Se duas mulheres se apresentaram diante de um único yavam para casamento levirato, e uma é uma mulher que recebeu uma carta de divórcio e a outra é uma mulher que recebeu noivado levirato, qual tem precedência para ḥalitza? A mulher que recebeu uma carta de divórcio é preferida porque ele começou o processo de ḥalitza com ela, já que apresentar uma carta de divórcio representa o primeiro passo para separar a mulher dele? Ou talvez a mulher que recebeu noivado levirato seja preferida, porque ela está mais próxima de poder entrar em relações sexuais permitidas. O ato de noivado levirato geralmente é feito pouco antes do casamento levirato e é equivalente ao ato de noivado em contextos não leviratos. Como resultado, o noivado levirato fortalece a conexão entre a mulher e o yavam. Por essa razão, pode ser preferível realizar ḥalitza com a mulher que recebeu noivado levirato.
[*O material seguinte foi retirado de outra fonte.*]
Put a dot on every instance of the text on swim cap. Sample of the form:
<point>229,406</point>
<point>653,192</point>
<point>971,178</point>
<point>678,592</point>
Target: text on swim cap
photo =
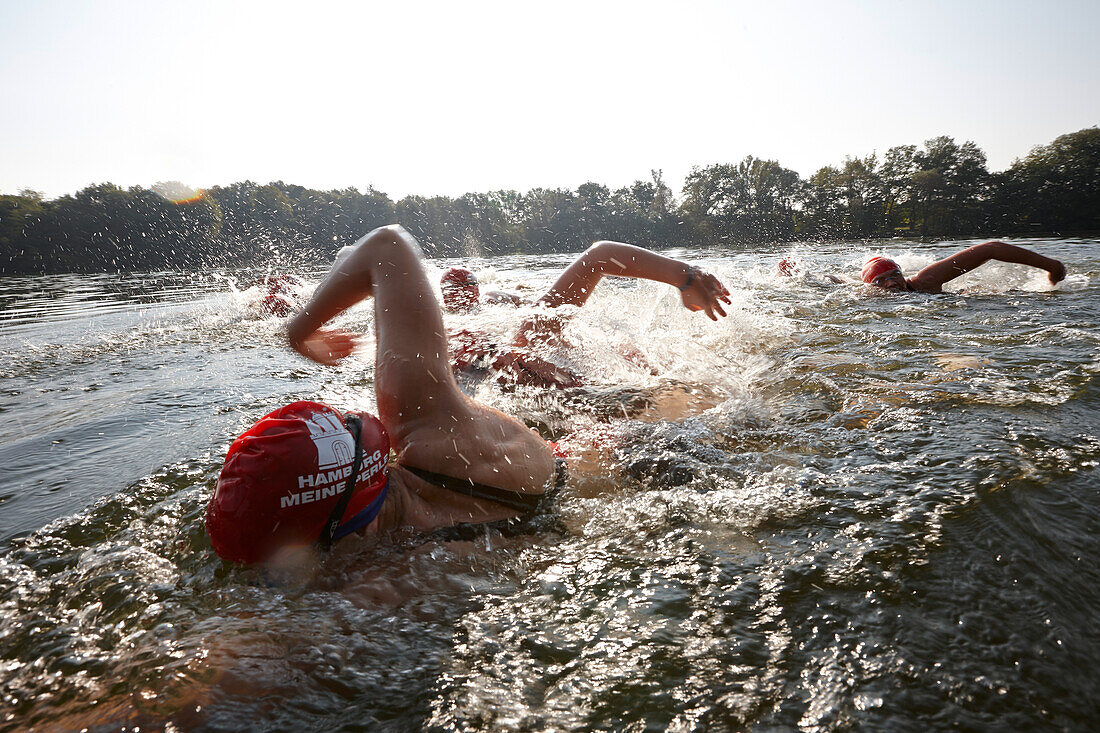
<point>323,484</point>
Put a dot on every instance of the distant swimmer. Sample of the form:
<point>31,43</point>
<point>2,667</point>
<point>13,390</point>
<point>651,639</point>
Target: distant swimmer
<point>308,474</point>
<point>281,291</point>
<point>699,292</point>
<point>886,273</point>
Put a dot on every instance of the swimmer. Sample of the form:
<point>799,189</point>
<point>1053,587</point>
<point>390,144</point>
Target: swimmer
<point>699,292</point>
<point>308,474</point>
<point>882,272</point>
<point>279,301</point>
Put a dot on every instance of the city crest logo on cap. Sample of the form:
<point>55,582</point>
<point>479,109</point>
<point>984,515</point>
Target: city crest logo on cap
<point>332,440</point>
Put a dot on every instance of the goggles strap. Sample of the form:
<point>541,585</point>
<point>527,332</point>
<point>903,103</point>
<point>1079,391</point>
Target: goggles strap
<point>328,534</point>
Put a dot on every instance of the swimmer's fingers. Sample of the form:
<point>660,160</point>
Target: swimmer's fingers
<point>1057,273</point>
<point>328,347</point>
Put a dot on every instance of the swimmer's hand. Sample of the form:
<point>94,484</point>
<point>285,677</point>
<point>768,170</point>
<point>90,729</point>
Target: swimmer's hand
<point>1056,272</point>
<point>704,292</point>
<point>326,346</point>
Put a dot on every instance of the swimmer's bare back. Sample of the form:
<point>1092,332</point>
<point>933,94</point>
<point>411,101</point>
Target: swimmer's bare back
<point>431,424</point>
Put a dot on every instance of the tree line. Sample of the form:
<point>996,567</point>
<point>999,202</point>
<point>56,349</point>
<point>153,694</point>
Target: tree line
<point>941,189</point>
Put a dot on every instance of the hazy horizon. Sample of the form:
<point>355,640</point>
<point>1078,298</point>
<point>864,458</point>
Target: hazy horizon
<point>435,99</point>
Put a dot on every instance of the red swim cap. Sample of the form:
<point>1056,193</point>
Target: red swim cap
<point>460,288</point>
<point>284,477</point>
<point>877,267</point>
<point>276,305</point>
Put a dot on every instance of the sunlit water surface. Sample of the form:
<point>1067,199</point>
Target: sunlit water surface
<point>836,509</point>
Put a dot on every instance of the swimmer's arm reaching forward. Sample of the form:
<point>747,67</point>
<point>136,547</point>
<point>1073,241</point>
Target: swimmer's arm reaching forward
<point>932,279</point>
<point>700,291</point>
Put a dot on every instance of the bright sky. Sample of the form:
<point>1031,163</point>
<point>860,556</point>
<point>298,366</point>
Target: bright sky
<point>450,97</point>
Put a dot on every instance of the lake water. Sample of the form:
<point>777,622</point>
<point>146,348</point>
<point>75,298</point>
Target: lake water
<point>836,509</point>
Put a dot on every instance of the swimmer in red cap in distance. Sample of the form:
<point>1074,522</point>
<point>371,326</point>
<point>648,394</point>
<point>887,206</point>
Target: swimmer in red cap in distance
<point>882,272</point>
<point>699,292</point>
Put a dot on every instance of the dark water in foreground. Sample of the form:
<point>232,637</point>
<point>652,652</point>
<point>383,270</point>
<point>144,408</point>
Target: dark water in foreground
<point>834,510</point>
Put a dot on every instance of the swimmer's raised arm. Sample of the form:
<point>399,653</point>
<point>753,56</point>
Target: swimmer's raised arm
<point>700,291</point>
<point>348,283</point>
<point>932,279</point>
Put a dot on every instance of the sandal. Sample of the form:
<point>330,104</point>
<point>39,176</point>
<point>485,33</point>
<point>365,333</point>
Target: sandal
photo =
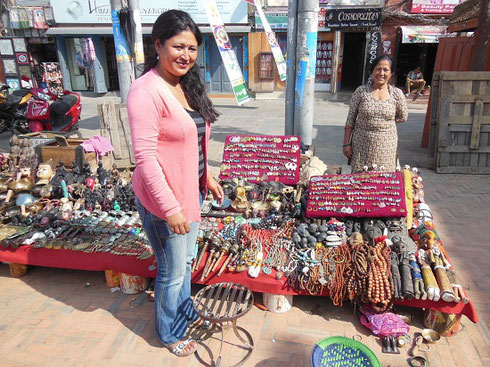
<point>179,349</point>
<point>201,324</point>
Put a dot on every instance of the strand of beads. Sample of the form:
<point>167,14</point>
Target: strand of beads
<point>342,259</point>
<point>380,291</point>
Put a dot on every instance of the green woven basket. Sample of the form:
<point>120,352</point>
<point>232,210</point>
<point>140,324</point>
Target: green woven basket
<point>339,351</point>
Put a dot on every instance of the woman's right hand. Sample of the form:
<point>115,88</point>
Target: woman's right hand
<point>178,223</point>
<point>348,151</point>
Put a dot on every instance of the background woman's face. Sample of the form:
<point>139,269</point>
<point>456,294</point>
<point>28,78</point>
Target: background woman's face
<point>178,54</point>
<point>382,72</point>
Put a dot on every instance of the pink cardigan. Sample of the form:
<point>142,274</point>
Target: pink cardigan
<point>164,139</point>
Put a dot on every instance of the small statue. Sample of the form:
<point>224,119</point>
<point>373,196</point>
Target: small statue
<point>114,173</point>
<point>418,281</point>
<point>102,175</point>
<point>395,273</point>
<point>125,177</point>
<point>240,202</point>
<point>44,173</point>
<point>431,287</point>
<point>86,170</point>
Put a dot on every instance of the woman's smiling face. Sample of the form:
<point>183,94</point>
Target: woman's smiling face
<point>178,54</point>
<point>382,72</point>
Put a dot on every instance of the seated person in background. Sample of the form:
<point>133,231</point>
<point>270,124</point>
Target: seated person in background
<point>415,79</point>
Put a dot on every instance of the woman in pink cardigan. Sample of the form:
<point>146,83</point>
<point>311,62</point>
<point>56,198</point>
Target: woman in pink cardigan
<point>170,116</point>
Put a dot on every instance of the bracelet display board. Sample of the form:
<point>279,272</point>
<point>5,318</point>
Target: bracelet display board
<point>259,158</point>
<point>367,194</point>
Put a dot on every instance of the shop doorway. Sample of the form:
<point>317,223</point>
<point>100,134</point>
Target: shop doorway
<point>411,55</point>
<point>110,56</point>
<point>220,83</point>
<point>352,60</point>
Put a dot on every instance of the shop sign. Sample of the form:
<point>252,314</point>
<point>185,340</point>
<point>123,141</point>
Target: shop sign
<point>228,55</point>
<point>32,3</point>
<point>349,18</point>
<point>434,6</point>
<point>276,50</point>
<point>373,50</point>
<point>350,3</point>
<point>277,20</point>
<point>99,11</point>
<point>422,34</point>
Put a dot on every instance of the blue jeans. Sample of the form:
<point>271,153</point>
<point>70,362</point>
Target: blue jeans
<point>174,253</point>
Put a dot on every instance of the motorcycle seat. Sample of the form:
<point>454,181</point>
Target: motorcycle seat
<point>21,92</point>
<point>58,110</point>
<point>14,99</point>
<point>62,105</point>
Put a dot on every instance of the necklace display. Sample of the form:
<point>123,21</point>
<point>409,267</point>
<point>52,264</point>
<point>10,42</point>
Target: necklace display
<point>368,194</point>
<point>263,228</point>
<point>261,158</point>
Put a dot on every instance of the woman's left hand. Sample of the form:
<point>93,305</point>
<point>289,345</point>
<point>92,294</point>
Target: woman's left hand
<point>216,189</point>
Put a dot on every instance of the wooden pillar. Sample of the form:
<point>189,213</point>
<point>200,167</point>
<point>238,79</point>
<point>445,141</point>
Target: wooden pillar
<point>481,51</point>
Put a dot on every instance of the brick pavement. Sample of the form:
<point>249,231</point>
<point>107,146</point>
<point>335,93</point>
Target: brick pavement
<point>59,317</point>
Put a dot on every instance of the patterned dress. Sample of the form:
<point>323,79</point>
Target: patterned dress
<point>374,137</point>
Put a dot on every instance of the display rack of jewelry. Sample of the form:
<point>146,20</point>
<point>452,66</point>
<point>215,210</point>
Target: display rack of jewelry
<point>367,195</point>
<point>261,158</point>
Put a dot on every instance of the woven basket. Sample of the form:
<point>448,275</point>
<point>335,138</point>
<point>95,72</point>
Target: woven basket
<point>339,351</point>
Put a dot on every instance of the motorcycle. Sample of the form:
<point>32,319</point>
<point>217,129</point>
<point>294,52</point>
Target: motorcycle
<point>47,111</point>
<point>12,109</point>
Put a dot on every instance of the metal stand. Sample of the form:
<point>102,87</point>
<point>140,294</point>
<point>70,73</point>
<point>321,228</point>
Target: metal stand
<point>222,304</point>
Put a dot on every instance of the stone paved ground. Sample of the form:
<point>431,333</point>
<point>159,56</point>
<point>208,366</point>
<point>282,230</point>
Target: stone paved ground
<point>57,317</point>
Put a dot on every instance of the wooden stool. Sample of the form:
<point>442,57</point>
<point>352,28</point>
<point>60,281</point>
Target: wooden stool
<point>226,302</point>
אָמַר רַב אָשֵׁי, תָּא שְׁמַע: וּמוֹדֶה רַבָּן גַּמְלִיאֵל שֶׁיֵּשׁ גֵּט אַחַר מַאֲמָר, וּמַאֲמַר אַחֵר גֵּט.
Rav Ashi disse: Vem e ouve: Os Sábios discutiram a decisão com relação a um yavam que realizou noivado levirático com uma cunhada viúva e depois o realizou também com sua coesposa rival, ou, inversamente, deu a ambas uma carta de divórcio. Nesses casos, o segundo noivado levirático ou a carta de divórcio seriam eficazes? Foi ensinado: E Rabban Gamliel concede que uma carta de divórcio é eficaz após noivado levirático. Portanto, a carta de divórcio que o yavam deu a uma yevama depois de ter realizado noivado levirático com a outra yevama é eficaz em certa medida. De modo semelhante, Rabban Gamliel concede que o noivado levirático realizado após uma carta de divórcio é eficaz.
אִי גֵּט עֲדִיף — לָא לַיהֲנֵי מַאֲמָר אַבָּתְרֵיהּ, וְאִי מַאֲמָר עֲדִיף — לָא לַיהֲנֵי גֵּט אַבָּתְרֵיהּ, אֶלָּא לָאו שְׁמַע מִינַּהּ: כִּי הֲדָדֵי נִינְהוּ, שְׁמַע מִינַּהּ.
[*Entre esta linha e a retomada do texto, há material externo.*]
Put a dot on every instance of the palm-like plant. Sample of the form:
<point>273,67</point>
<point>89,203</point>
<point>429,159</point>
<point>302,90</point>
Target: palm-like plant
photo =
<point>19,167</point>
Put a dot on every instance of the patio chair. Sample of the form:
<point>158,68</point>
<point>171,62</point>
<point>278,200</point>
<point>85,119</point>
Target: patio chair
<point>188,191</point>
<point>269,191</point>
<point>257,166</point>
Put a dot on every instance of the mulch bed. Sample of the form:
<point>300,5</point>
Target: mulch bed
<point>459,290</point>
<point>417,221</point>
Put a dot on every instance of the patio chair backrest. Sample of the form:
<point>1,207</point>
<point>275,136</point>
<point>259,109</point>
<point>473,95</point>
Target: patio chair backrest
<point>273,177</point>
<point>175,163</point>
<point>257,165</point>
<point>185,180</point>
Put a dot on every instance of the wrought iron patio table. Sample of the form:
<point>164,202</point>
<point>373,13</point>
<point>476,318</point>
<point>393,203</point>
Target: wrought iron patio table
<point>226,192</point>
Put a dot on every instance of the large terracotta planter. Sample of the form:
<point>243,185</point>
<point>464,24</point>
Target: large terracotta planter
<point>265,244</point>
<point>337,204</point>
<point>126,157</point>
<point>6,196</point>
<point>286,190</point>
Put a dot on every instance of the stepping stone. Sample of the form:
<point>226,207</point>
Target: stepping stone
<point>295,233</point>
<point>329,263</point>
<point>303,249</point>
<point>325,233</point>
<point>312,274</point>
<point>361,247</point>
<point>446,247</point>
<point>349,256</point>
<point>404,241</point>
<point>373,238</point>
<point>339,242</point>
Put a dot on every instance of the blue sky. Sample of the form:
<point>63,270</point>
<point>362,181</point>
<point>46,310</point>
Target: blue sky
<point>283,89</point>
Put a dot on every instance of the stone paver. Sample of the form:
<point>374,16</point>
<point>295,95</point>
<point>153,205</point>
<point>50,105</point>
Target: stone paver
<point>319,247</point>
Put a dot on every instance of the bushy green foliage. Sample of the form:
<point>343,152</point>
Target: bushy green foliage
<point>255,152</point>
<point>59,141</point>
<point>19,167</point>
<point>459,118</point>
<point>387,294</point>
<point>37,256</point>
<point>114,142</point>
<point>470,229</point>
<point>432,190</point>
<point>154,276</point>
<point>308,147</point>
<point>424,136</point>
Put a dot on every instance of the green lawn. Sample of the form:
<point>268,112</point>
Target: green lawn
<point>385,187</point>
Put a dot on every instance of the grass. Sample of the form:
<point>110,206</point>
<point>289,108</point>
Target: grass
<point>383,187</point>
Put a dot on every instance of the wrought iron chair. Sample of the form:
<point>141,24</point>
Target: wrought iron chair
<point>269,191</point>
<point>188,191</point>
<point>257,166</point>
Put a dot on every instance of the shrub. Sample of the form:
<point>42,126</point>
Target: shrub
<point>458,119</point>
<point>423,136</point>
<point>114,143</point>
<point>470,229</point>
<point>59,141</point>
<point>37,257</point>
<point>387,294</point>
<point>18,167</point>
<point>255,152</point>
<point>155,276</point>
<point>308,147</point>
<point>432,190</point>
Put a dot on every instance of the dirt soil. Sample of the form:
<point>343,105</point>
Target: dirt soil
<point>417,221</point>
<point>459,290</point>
Se a carta de divórcio é preferível ao noivado levirático, então o noivado levirático realizado depois não deve ser eficaz. O oposto também seria verdadeiro: E se o noivado levirático é preferível, então uma carta de divórcio dada depois não deve ser eficaz. Antes, não se deve concluir desta declaração que os dois são equivalentes entre si? A Guemará resume: De fato, conclua desta declaração que eles são equivalentes. Portanto, nem a mulher que recebeu uma carta de divórcio nem a mulher que recebeu noivado levirático tem precedência para ḥalitza.
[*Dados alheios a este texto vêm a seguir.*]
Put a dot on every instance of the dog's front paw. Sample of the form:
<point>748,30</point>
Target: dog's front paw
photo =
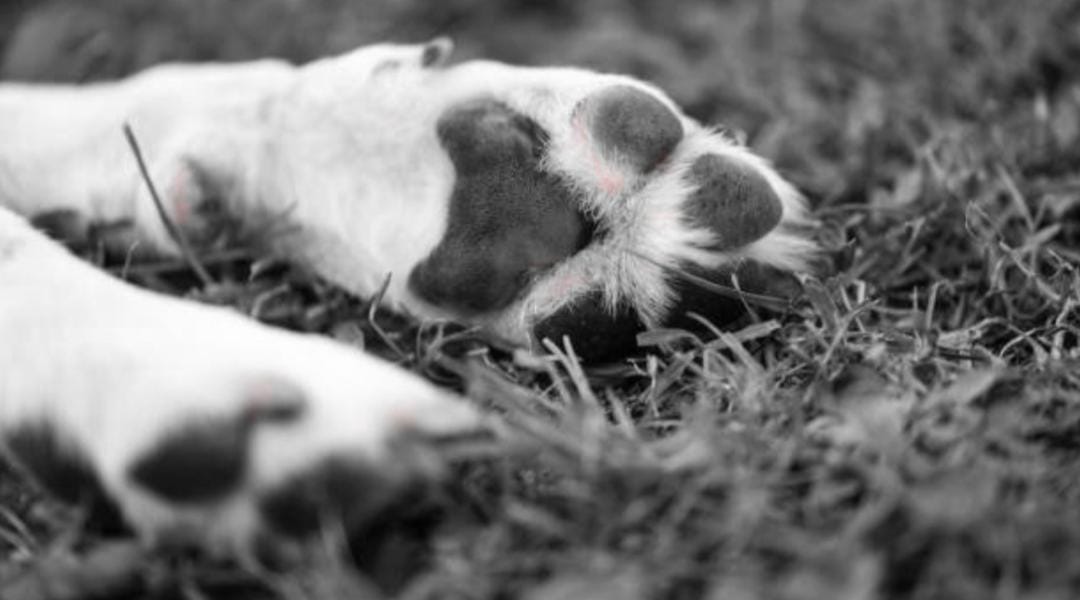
<point>588,206</point>
<point>197,426</point>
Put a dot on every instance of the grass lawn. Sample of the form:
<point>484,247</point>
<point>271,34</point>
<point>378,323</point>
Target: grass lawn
<point>909,428</point>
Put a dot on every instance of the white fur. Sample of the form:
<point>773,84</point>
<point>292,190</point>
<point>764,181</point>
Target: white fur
<point>345,149</point>
<point>113,368</point>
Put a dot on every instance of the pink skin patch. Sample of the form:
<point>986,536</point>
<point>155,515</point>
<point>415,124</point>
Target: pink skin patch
<point>564,284</point>
<point>177,194</point>
<point>610,181</point>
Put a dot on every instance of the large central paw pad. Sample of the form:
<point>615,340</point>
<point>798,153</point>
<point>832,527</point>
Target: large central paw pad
<point>593,220</point>
<point>509,219</point>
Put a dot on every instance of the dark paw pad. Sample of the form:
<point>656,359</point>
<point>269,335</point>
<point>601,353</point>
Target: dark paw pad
<point>596,332</point>
<point>632,125</point>
<point>733,201</point>
<point>57,465</point>
<point>205,459</point>
<point>508,220</point>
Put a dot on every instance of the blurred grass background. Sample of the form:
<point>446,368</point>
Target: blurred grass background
<point>912,432</point>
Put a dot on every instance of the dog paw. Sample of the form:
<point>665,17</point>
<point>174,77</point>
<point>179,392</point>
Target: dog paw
<point>193,425</point>
<point>589,206</point>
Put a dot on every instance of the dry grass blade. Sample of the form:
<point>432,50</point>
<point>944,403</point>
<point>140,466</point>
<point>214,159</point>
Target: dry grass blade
<point>174,232</point>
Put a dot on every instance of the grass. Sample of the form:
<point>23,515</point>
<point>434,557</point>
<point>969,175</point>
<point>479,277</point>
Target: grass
<point>912,430</point>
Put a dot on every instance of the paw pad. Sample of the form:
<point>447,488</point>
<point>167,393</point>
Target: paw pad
<point>631,126</point>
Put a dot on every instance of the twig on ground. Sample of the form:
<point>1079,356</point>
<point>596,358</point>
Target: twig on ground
<point>174,231</point>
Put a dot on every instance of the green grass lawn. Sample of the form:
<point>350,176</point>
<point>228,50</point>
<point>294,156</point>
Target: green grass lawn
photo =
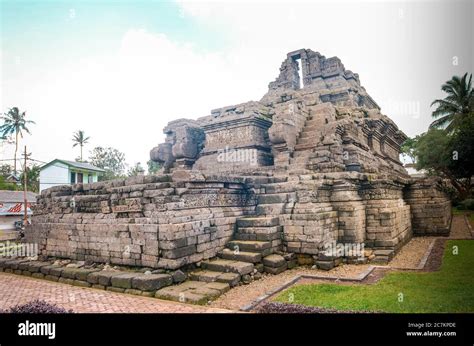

אָמַר רַב הוּנָא אָמַר רַב: שְׁתֵּי אֲחָיוֹת יְבָמוֹת שֶׁנָּפְלוּ לִפְנֵי יָבָם אֶחָד, חָלַץ לָרִאשׁוֹנָה — הוּתְּרָה, חָלַץ לַשְּׁנִיָּיה — הוּתְּרָה.
§ Rav Huna disse que Rav disse: Em um caso de duas irmãs que se tornaram yevamot, isto é, as duas irmãs eram casadas com dois irmãos que morreram, que vieram perante um yavam para casamento levirato, se ele realizou ḥalitza com a primeira irmã, então ela está permitida a se casar com qualquer homem. Se ele realizou ḥalitza com a segunda irmã, então ela está permitida a fazer isso também.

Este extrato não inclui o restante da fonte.